Dans ce cas de figure, les parties peuvent renégocier de bonne foi pour rétablir l’équilibre économique du contrat en question. Il convient de rappeler que la force majeure est définie dans les contrats pétroliers comme « tout évènement imprévisible, irrésistible et indépendant de la volonté de la partie qui l’invoque tels que tremblement de terre, guerre, émeute, insurrection, troubles civils, sabotage, faits de guerre ou conditions imputables à la guerre » (Cf. art. 31 du modèle de contrat).

En l’espèce, les autorités ne sauraient invoquer ces faits bien qu’une alternance politique ne soit intervenue. Dans d’autres pays, les changements de gouvernement ont favorisé le déclenchement de la renégociation des contrats.

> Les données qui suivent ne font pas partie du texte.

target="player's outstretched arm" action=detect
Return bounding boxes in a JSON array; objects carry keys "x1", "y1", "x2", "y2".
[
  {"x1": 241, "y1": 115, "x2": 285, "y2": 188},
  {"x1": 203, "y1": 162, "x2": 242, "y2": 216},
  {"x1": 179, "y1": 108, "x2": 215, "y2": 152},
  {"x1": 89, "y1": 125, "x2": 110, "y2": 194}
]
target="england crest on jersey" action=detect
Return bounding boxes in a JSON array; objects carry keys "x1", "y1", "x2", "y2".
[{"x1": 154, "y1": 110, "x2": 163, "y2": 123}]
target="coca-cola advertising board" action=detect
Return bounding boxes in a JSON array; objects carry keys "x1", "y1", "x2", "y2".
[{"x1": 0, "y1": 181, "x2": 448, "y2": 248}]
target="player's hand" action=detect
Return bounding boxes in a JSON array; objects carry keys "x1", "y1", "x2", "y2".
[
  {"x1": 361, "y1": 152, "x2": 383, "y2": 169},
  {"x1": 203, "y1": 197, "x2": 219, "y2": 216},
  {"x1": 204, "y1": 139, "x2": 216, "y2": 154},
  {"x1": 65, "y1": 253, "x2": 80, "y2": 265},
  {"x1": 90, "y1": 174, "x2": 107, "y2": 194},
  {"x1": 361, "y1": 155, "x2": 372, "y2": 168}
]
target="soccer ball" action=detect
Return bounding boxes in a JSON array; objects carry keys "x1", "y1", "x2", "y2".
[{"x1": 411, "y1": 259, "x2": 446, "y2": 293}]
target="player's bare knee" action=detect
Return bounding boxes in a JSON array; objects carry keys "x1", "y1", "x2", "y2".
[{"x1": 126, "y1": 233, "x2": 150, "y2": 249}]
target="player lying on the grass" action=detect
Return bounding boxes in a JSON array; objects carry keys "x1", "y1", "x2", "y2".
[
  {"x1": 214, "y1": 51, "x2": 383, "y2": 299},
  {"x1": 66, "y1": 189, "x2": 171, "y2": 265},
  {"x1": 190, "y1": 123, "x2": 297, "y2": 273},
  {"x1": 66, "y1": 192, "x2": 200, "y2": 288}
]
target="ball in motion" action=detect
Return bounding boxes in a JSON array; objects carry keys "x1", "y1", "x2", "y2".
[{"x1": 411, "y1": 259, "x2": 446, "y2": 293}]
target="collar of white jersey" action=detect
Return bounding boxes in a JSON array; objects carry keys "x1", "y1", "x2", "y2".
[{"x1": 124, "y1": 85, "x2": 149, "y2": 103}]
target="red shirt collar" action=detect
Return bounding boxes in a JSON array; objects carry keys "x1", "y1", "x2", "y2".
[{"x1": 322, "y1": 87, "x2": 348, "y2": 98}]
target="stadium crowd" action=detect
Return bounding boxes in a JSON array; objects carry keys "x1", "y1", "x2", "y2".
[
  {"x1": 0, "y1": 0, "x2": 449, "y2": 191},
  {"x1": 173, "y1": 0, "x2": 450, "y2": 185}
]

  1. La renégociation de mauvaise foi

Généralement, c’est lorsque l’État décide d’imposer des mesures unilatérales (application d’un nouveau Code ou modification des règles d’imposition) sans le consentement de l’investisseur.

Si l’État invoque des arguments de contrats mal négociés, déséquilibrés ou de changements de conditions économiques, l’investisseur peut brandir la clause de stabilisation (A) et le risque du contentieux arbitral (B) devient éminent.

  1. L’activation de la clause de stabilisation

Les contrats pétroliers sénégalais contiennent des clauses de stabilisation visant à protéger l’investisseur privé contre les aléas législatifs et fiscaux (Cf. art. 33 du modèle de contrat). En plus, l’article 72 du Code pétrolier de 2019 prévoit que « le contrat pétrolier peut inclure une clause de stabilisation du contexte législatif et règlementaire… ».

Cette clause de gel du droit de l’État hôte est une soupape de sécurité pour l’investisseur car la jurisprudence arbitrale a souligné que la stabilité juridique du cadre de l’investissement est une condition essentielle du traitement juste et équitable.

Toute tentative d’appliquer une nouvelle disposition législative ou fiscale, sous réserve du consentement des parties, antérieure aux contrats se heurterait à l’obstacle de la clause de stabilisation. Toute renégociation forcée peut mener à un comportement illicite de la part de l’État et s’apparenter à de l’expropriation.

B. Le risque du contentieux arbitral

Tout différend né de l’exécution des contrats pétroliers, en plus de l’approche amiable, sera vidé par voie arbitrale. Il est établi que l’arbitrage coûte cher à l’État en termes de frais de procédures et de condamnation pécuniaire avec des montants astronomiques.

Le règlement arbitral du Centre international pour le règlement des différends relatifs aux investissements (Cirdi) s’applique aux contrats pétroliers (art. 32 du Contrat de Recherche et de Partage de Production d’Hydrocarbures, CRPP). Les procédures arbitrables sont longues et ne garantissent pas la transparence en raison de la confidentialité.

À ce niveau, en cas de contentieux, l’État devra gérer les attentes du public sur la question de la renégociation en indiquant de manière claire les positions et les dispositions à défendre bien que le pays ait déjà l’expérience du contentieux arbitral (Kumba Resources ; Arcelor Mittal).

Conclusion

La renégociation des contrats pétroliers reste possible si elle s’effectue d’un commun accord ou si l’État estime que les contrats contiennent des clauses manifestement ou objectivement inéquitables ou déséquilibrées.

L’État peut légitimement invoquer des arguments découlant de la pratique contractuelle (définition des risques, programme de travail, partage du profit, obligations de contenu local, etc.).

Mais la démarche doit reposer sur la bonne foi comme l’a rappelé la sentence arbitrale « Aminoil », c’est-à-dire le maintien des négociations, la connaissance des intérêts de l’autre partie et la quête d’un compromis acceptable. Il y va de la réputation du pays vis-à-vis des investisseurs.

Tout compte fait, la renégociation nécessite des compétences spécifiques en droit, en géologie, en économie, en modélisation financière… pour évaluer les impacts des différents projets sur le plan fiscal. Les outils essentiels à la disposition de l’État sont notamment le modèle de contrat et la société nationale.

Avant d’aller en renégociation, l’État devra s’assurer que les instruments juridiques en vigueur sont adaptés au contexte national et international, mais aussi que le modèle de contrat offre toutes les garanties de clauses négociables (part de l’État, coûts recouvrables, commercialisation de la production, prix…).